La Suisse condamnée par la Cour Européenne des Dropits de l'Homme pour inaction écologique
Un arrêt historique......
La Suisse condamnée par la Cour Européenne des Droits de l’Homme pour inaction écologique
La Cour européenne des droits de l’homme (CEDH) a rendu mardi 9 avril 2024 un arrêt historique en condamnant pour la première fois un État pour son manque d’action face au changement climatique, en l’occurrence la Suisse, une décision qui s’appliquera dans les 46 États membres du Conseil de l’Europe. »Ce n’est que le début", a prévenu Greta Thunberg, présente à Strasbourg. « Partout dans le monde, de plus en plus de gens traînent leurs gouvernements devant les tribunaux pour les tenir responsables de leurs actions. En aucun cas nous ne devons reculer, nous devons nous battre encore plus parce que ce n’est que le début ».
Un cri de victoire peut-être présomptueux
Les écologistes ont peut-être tort de crier victoire aussi vite. Saisie de trois affaires distinctes sur cette thématique, la présidente de la CEDH, l’Irlandaise Siofra O’Leary, a rendu trois conclusions différentes. Si la Suisse a été condamnée, deux autres requêtes ont été rejetées : celle d’un ancien maire écologiste d’une commune littorale du nord de la France et celle de jeunes Portugais attaquant 32 États, dont on avait beaucoup parlé. Pour mémoire, la plainte de l’association des « Aînées pour la protection du climat » qui comprenait 2 500 Suissesses âgées de 73 ans en moyenne dénonçait des « manquements des autorités suisses pour atténuer les effets du changement climatique », qui ont des conséquences négatives sur leurs conditions de vie et leur santé. En conséquence, la Suisse a maintenant l’obligation juridique de mettre en œuvre cet arrêt sans qu’on sache exactement quelles mesures cela entraîne. La droite suisse a aussitôt déclaré inacceptable cette condamnation à la fois pour atteinte à l’intégrité nationale alors que la Suisse ne fait pas partie de la Communauté européenne, mais également par désaccord politique. En effet, un peu partout en Occident, sous pression de catégories sociales directement impactées par les mesures écologiques, les gouvernements ont tendance à se droitiser ou à repousser les échéances prévues pour la décarbonation de la planète.

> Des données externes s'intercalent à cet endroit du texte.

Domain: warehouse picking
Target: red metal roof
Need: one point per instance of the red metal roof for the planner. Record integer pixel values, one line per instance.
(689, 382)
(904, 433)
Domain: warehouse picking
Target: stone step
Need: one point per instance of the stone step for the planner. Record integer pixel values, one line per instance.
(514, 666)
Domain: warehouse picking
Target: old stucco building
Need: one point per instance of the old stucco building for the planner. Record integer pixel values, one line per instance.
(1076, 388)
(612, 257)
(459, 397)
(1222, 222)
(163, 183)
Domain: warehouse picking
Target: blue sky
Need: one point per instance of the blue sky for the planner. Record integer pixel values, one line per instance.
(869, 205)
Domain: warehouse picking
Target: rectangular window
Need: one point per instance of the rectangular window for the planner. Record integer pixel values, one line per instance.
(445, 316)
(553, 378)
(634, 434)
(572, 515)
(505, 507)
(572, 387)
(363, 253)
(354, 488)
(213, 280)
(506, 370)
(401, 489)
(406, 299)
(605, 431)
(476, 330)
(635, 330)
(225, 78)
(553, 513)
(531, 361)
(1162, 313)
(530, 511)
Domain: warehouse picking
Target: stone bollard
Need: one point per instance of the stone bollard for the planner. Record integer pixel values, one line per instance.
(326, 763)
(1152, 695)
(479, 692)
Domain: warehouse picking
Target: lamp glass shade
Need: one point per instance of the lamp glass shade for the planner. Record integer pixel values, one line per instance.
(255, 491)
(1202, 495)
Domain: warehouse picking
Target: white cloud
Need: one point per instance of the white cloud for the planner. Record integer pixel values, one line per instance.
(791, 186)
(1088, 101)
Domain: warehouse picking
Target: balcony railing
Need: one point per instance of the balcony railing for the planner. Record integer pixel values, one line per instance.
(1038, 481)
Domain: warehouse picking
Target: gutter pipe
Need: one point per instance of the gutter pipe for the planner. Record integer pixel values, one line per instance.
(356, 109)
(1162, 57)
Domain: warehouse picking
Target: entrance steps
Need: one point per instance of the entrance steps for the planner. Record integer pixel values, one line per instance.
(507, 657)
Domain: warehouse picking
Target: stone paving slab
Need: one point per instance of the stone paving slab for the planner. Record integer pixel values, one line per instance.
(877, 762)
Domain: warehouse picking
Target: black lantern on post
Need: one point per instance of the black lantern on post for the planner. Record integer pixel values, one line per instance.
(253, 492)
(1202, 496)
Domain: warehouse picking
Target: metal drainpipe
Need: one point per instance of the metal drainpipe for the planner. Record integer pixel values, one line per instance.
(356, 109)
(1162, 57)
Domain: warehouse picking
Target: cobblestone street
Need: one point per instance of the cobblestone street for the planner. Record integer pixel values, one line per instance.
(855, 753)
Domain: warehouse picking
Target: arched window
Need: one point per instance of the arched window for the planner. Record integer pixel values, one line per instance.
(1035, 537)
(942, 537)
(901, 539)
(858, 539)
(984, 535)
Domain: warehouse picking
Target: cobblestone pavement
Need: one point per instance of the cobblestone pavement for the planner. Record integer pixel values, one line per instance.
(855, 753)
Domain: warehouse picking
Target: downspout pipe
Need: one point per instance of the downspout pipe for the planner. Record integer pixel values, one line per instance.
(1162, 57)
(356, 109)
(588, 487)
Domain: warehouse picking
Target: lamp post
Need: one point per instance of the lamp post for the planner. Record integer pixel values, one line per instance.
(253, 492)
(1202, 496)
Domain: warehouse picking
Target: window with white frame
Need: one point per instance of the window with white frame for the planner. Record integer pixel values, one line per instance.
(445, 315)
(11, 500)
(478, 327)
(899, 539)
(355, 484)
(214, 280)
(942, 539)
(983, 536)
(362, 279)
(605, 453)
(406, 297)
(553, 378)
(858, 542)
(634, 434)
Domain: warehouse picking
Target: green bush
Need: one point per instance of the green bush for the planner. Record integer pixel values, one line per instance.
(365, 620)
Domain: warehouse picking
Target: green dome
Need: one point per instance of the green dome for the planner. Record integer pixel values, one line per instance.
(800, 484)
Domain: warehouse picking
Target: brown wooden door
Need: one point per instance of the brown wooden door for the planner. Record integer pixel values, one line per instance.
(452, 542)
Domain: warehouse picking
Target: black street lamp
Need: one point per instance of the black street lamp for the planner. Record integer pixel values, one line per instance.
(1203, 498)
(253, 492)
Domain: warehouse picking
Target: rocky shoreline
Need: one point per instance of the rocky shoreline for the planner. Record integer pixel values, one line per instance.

Damien Carême débouté mais la ville qu’il défendait toujours menacée
Damien Carême, l’ancien maire de Grande-Synthe dans les Hauts-de-France, attaquait les « carences » de l’État français, estimant notamment qu’elles faisaient peser sur sa ville littorale de la mer du Nord, un risque de submersion. Les scientifiques évaluaient déjà le risque de submersion de la ville à moins de 30 ans. Deux ans plus tard, le Conseil d’État lui donnait raison, estimant que la France n’était pas à la hauteur. « Depuis, les juges ont estimé, à deux reprises, les plans d’action présentés par l’État comme insuffisants », rappelle Damien Carême. Un nouveau plan doit être présenté en juin 2024. Pourtant la Cour ne lui a pas reconnu le statut de victime, pour une raison anecdotique : l’eurodéputé français, ex-EELV désormais à la LFI de Jean-Luc Mélenchon n’habite plus dans la ville menacée. Mais Grande-Synthe est toujours menacée.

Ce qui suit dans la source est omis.